Пелагиос был циклопом. Он жил на безымянном острове посреди тёплого моря. Окружённый скалами, остров и сам был скалистым, но в укромных низинах процветала буйная растительность. На северо-востоке кромка горизонта бугрилась: там возвышались другие острова. Пелагиос не был уверен, живут ли там ещё циклопы. Он знал историю только одного из их племени - Полифема.
Спускался ли Пелагиос испить воды из пресного ручейка, укладывался ли подремать в тени олив и раскидистых пиний - он помнил.
"Однажды они приплывут, - вздыхал Пелагиос. - От судьбы не уйдёшь".
Попервой он часто впадал в ярость. Камни склонов и дубовые стволы, ни в чём не повинные, познали гнев хозяина острова. Поваленные деревья Пелагиос ломал пополам, затем - в щепы. Только ночная прохлада остужала его и, приходя в себя, он видел вокруг себя немало славных дров.
Но едва сложив костёр, он в страхе топтал его загрубелыми ножищами. Вдруг огонь приманит злополучный корабль? А с другой стороны, не тщетно ли скрываться? С костром хотя бы теплее. И Пелагиос вновь чиркал кремешками - только для того, чтобы вновь пригасить огонь, как только слишком разгорится.
"Что толку? Полифем знал свою судьбу от прорицателя и не предотвратил её. Он был силён, но Одиссей воткнул кол в его глаз, он был умён, но хитроумный странник обвёл его вокруг пальца. Значит, не скрыться от Одиссея и мне".
Так всё чаще размышлял циклоп, пока не понял однажды, что устал прятаться. С тех пор он открыто жёг костры и проводил часы на вершинах прибрежных скал, глядя в горизонт.
Иногда Пелагиос думал, что, быть может, сумеет откупиться от мореходов. Он стал возиться с дикими овцами, доил их, ел их и стриг, собирая шерсть в пещеру. Стадо ходило по налитым низинам, а циклоп, поглядывая на них с пригорка, нет-нет да и говорил себе:
"Как же они будут-то, когда Одиссей пронзит меня колом? Сумеют ли сами найти себе пастбище или снова разбегутся по диким камням, щипая кизильник?"

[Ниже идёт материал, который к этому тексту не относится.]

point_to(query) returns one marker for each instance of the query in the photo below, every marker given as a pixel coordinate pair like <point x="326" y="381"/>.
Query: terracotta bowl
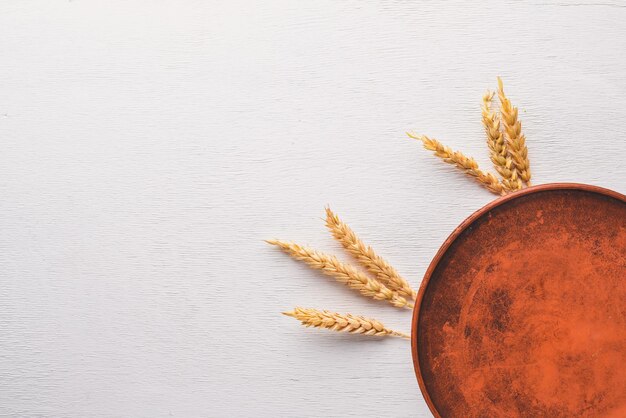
<point x="522" y="312"/>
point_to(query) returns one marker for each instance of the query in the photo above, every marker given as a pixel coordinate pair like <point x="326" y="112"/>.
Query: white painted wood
<point x="148" y="147"/>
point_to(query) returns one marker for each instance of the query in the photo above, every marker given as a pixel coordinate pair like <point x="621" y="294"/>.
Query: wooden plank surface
<point x="149" y="147"/>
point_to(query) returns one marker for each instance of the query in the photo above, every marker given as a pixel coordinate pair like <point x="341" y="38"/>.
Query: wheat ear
<point x="343" y="273"/>
<point x="342" y="323"/>
<point x="498" y="152"/>
<point x="516" y="142"/>
<point x="466" y="164"/>
<point x="365" y="255"/>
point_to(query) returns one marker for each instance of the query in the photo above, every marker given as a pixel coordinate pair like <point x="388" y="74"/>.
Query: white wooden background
<point x="148" y="147"/>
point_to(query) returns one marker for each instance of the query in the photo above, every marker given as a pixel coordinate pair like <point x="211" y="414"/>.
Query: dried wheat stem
<point x="342" y="323"/>
<point x="466" y="164"/>
<point x="343" y="273"/>
<point x="365" y="255"/>
<point x="498" y="152"/>
<point x="515" y="139"/>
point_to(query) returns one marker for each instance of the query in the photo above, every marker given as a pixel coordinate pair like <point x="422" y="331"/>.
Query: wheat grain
<point x="466" y="164"/>
<point x="343" y="273"/>
<point x="342" y="323"/>
<point x="515" y="139"/>
<point x="365" y="255"/>
<point x="498" y="152"/>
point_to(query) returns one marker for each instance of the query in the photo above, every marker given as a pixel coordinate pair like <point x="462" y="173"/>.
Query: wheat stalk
<point x="498" y="152"/>
<point x="343" y="273"/>
<point x="515" y="139"/>
<point x="342" y="323"/>
<point x="466" y="164"/>
<point x="365" y="255"/>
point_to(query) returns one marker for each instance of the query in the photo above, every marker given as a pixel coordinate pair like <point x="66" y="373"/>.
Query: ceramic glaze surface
<point x="523" y="314"/>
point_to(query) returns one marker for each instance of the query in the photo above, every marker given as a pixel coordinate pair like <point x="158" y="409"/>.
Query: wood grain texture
<point x="149" y="147"/>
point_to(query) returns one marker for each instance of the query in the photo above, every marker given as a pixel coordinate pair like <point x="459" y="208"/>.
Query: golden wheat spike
<point x="466" y="164"/>
<point x="343" y="273"/>
<point x="498" y="152"/>
<point x="342" y="323"/>
<point x="515" y="139"/>
<point x="366" y="256"/>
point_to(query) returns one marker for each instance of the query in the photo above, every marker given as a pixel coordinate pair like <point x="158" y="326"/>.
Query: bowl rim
<point x="455" y="234"/>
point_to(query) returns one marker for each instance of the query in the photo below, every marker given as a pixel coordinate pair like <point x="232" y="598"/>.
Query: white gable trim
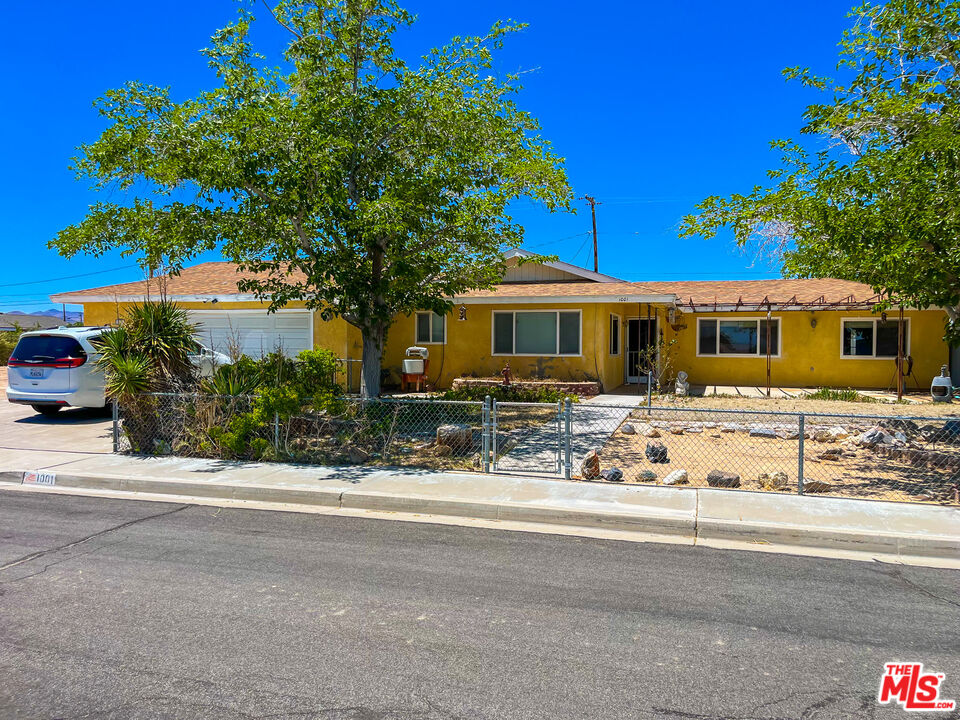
<point x="565" y="267"/>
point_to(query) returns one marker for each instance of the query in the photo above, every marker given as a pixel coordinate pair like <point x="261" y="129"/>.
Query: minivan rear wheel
<point x="47" y="410"/>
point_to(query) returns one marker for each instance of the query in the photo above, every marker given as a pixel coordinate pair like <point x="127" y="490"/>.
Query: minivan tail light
<point x="62" y="363"/>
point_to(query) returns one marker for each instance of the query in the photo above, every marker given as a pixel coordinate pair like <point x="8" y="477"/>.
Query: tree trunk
<point x="373" y="338"/>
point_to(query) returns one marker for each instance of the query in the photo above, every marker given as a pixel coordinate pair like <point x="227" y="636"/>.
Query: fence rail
<point x="915" y="459"/>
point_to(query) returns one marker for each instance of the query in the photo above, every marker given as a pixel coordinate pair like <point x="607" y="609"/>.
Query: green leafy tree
<point x="879" y="200"/>
<point x="348" y="179"/>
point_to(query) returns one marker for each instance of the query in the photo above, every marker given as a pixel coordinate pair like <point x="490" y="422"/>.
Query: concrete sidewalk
<point x="901" y="532"/>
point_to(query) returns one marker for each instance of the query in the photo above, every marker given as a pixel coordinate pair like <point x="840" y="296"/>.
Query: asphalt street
<point x="119" y="609"/>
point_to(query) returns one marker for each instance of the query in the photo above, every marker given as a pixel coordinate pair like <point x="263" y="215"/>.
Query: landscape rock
<point x="677" y="477"/>
<point x="656" y="452"/>
<point x="721" y="478"/>
<point x="456" y="437"/>
<point x="357" y="455"/>
<point x="838" y="432"/>
<point x="612" y="475"/>
<point x="773" y="481"/>
<point x="590" y="466"/>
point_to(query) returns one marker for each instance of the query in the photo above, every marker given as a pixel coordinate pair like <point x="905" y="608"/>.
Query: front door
<point x="641" y="337"/>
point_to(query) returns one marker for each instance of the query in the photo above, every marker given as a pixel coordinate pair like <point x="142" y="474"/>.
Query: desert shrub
<point x="509" y="393"/>
<point x="844" y="395"/>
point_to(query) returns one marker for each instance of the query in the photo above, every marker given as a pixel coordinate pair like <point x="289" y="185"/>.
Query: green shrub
<point x="8" y="341"/>
<point x="509" y="393"/>
<point x="844" y="395"/>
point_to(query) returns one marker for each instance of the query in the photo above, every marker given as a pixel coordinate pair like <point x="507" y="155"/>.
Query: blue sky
<point x="654" y="105"/>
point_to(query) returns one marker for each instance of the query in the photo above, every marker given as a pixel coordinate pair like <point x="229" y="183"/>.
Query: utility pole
<point x="593" y="212"/>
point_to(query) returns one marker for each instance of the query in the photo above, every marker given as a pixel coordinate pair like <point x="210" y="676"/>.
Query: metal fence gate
<point x="527" y="437"/>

При этом у него возникало незнакомое чувство. Как-то раз он выбрал для ужина молочного ягнёнка, но не смог даже свернуть ему шею, потому что матка смотрела на него снизу вверх неотрывно. Пелагиос вспомнил, как подкладывал этого мохнатыша ей под брюхо - да, он их всех различал по морде и весу. Как бережно ему приходилось смыкать огромные пальцы на малом тельце... С тех пор он более не обжирался бараниной сверх меры, отчего стадо его стало многочисленнее.
К холодам циклоп загонял овец в пещеру, сохраняя от холодного дыхания Борея. При факелах, пропитанных жиром, он подсчитывал осенний приплод, царапая куском угля по камню. Много или мало? От этого могла зависеть его жизнь.
"Может, если я предложу Одиссею стадо... Трудов своих мне жаль, но око и сама жизнь дороже."
Ноябрьской ночью, закутавшись в руно, он брал факел и вновь выходил к побережью. Волны фыркали, толкаясь у камней.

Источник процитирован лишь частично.